TLC-Derived High-Polar Fractions of Celastrus paniculatus Seeds Attenuate Astrocyte-Driven Microglial Activation Through Suppression of CD40/iNOS Signaling and Pro-Inflammatory Cytokines

Neuroinflammation mediated by astrocyte–microglia interactions plays a critical role in the progression of neurodegenerative disorders. Celastrus paniculatus (CP) seeds have long been associated with cognitive benefits; however, the chemical composition and anti-inflammatory potential of their high-polarity fractions remain poorly characterized. In this study, thin-layer chromatography (TLC)-derived high-polarity fractions (F6 and F7) from CP seeds were analyzed using untargeted LC–MS/MS metabolite profiling. After quality filtering, 99 metabolites were retained for classification, with enrichment of alkaloids and terpenoid-related compounds, including 41 structurally complex metabolites.
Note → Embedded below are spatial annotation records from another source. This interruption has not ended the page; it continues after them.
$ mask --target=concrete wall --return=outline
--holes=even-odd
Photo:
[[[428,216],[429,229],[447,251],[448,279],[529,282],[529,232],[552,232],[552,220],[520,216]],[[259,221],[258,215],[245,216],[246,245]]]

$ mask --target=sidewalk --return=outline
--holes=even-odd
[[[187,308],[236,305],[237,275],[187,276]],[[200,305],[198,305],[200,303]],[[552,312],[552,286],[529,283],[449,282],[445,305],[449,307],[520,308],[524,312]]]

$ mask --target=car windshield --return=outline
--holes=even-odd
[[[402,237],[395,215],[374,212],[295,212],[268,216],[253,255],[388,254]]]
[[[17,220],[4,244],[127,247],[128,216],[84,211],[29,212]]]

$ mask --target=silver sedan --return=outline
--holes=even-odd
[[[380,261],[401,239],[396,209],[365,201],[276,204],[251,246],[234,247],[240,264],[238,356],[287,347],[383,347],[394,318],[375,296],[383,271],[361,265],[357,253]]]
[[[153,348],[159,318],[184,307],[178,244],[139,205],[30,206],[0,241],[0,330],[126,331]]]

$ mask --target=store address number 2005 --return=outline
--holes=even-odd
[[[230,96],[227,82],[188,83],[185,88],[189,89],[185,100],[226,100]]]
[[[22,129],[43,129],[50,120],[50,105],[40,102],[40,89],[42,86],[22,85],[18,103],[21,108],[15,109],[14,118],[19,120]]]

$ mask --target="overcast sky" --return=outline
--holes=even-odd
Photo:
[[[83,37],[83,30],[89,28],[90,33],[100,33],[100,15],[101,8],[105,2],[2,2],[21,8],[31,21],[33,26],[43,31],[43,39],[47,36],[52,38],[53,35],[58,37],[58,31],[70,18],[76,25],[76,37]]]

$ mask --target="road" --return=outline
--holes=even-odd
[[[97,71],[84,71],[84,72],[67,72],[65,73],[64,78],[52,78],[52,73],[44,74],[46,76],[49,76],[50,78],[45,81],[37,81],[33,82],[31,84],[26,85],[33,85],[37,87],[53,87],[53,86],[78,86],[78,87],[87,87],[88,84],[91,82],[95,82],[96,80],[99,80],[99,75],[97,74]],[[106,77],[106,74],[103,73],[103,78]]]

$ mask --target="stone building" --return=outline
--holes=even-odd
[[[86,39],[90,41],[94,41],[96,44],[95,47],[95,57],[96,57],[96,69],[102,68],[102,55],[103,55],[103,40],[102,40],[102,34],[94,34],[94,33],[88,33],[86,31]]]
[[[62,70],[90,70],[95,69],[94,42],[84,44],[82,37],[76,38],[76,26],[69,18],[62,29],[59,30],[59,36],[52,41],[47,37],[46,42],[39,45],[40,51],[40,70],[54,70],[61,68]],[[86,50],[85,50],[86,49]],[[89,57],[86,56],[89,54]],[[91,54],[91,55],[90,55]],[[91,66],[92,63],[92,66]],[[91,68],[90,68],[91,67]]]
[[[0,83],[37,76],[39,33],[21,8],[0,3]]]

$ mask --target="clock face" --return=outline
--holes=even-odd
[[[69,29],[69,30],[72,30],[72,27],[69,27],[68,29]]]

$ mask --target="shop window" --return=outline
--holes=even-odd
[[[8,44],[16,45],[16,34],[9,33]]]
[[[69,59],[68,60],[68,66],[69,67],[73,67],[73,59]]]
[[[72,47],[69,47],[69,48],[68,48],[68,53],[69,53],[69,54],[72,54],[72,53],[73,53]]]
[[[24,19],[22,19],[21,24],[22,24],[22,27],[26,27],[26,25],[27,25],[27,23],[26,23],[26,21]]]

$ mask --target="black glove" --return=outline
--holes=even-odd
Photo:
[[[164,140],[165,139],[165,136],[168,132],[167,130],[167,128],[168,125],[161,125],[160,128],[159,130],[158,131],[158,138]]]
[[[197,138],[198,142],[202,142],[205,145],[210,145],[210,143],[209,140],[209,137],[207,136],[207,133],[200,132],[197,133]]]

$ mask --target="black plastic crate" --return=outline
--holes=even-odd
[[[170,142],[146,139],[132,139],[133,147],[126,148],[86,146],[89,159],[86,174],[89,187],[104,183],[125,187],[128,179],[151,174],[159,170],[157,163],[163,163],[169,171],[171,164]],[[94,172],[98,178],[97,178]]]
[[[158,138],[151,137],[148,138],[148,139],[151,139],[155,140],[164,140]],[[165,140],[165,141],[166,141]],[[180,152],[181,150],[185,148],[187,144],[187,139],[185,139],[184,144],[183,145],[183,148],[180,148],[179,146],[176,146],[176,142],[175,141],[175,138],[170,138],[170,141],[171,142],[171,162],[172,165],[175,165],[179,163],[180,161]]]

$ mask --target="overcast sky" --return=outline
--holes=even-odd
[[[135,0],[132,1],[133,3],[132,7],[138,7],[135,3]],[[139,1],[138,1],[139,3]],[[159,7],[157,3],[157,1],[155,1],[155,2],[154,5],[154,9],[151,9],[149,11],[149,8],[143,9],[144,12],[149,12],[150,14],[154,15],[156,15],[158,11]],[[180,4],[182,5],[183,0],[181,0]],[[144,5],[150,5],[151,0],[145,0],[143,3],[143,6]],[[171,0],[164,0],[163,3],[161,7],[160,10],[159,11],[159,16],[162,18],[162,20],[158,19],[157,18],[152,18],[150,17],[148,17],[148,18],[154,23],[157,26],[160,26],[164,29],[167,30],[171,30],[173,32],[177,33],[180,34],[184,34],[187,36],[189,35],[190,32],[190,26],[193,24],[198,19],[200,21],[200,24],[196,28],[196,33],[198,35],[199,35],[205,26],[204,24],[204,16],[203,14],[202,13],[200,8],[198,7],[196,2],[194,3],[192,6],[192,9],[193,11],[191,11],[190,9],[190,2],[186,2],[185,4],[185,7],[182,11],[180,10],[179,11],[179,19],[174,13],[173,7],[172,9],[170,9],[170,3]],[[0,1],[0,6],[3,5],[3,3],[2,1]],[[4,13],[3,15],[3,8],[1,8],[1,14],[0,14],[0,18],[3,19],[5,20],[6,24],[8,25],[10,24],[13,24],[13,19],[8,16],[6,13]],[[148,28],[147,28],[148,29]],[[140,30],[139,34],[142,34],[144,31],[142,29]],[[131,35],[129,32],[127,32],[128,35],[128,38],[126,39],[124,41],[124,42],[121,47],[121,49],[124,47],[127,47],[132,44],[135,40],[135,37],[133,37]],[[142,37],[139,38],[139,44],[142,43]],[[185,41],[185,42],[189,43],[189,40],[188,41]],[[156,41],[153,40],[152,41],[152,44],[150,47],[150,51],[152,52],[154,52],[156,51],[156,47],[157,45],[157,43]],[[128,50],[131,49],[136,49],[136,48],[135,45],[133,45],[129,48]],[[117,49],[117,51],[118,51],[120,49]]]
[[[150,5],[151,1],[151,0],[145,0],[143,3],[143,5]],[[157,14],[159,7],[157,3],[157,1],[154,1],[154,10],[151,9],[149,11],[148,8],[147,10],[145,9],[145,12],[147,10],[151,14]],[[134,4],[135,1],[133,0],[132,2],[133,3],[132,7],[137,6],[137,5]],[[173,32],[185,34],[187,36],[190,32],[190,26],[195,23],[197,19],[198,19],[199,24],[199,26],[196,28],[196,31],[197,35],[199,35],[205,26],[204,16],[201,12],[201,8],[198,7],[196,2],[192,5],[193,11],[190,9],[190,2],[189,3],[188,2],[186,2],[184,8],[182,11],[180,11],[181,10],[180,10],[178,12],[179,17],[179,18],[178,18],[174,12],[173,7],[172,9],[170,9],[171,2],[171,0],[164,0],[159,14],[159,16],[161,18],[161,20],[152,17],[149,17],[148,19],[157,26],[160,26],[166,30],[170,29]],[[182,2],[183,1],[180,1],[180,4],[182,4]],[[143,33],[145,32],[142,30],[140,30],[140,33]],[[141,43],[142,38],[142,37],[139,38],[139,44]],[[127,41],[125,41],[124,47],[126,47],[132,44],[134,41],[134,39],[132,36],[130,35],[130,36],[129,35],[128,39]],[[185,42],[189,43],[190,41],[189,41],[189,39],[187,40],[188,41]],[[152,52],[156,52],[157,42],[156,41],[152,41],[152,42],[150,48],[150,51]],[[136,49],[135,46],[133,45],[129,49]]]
To evaluate biological relevance, BV2 microglia were exposed to astrocyte-conditioned medium derived from H2O2-treated astrocytes (ACM-H), modeling sterile inflammatory signaling. ACM-H stimulation induced microglial activation characterized by morphological transformation, increased CD40 and inducible nitric oxide synthase (iNOS) expression, and elevated production of pro-inflammatory cytokines TNF-α and IL-6. Co-treatment with CP fractions attenuated ACM-H-induced inflammatory responses, with fraction F7 showing stronger effects than F6. Fraction F7 showed stronger inhibitory effects on CD40 and iNOS expression, suppressed TNF-α and IL-6 production, and partially restored ramified microglial morphology, whereas F6 exhibited comparable anti-inflammatory activity and showed a stronger effect on microglial phagocytic responses. Metabolomic analysis further indicated a higher relative abundance of terpenoid-related metabolites in F7. Collectively, these findings indicate that CP seed fractions, particularly F7, attenuate astrocyte-driven microglial activation in an in vitro sterile neuroinflammatory model.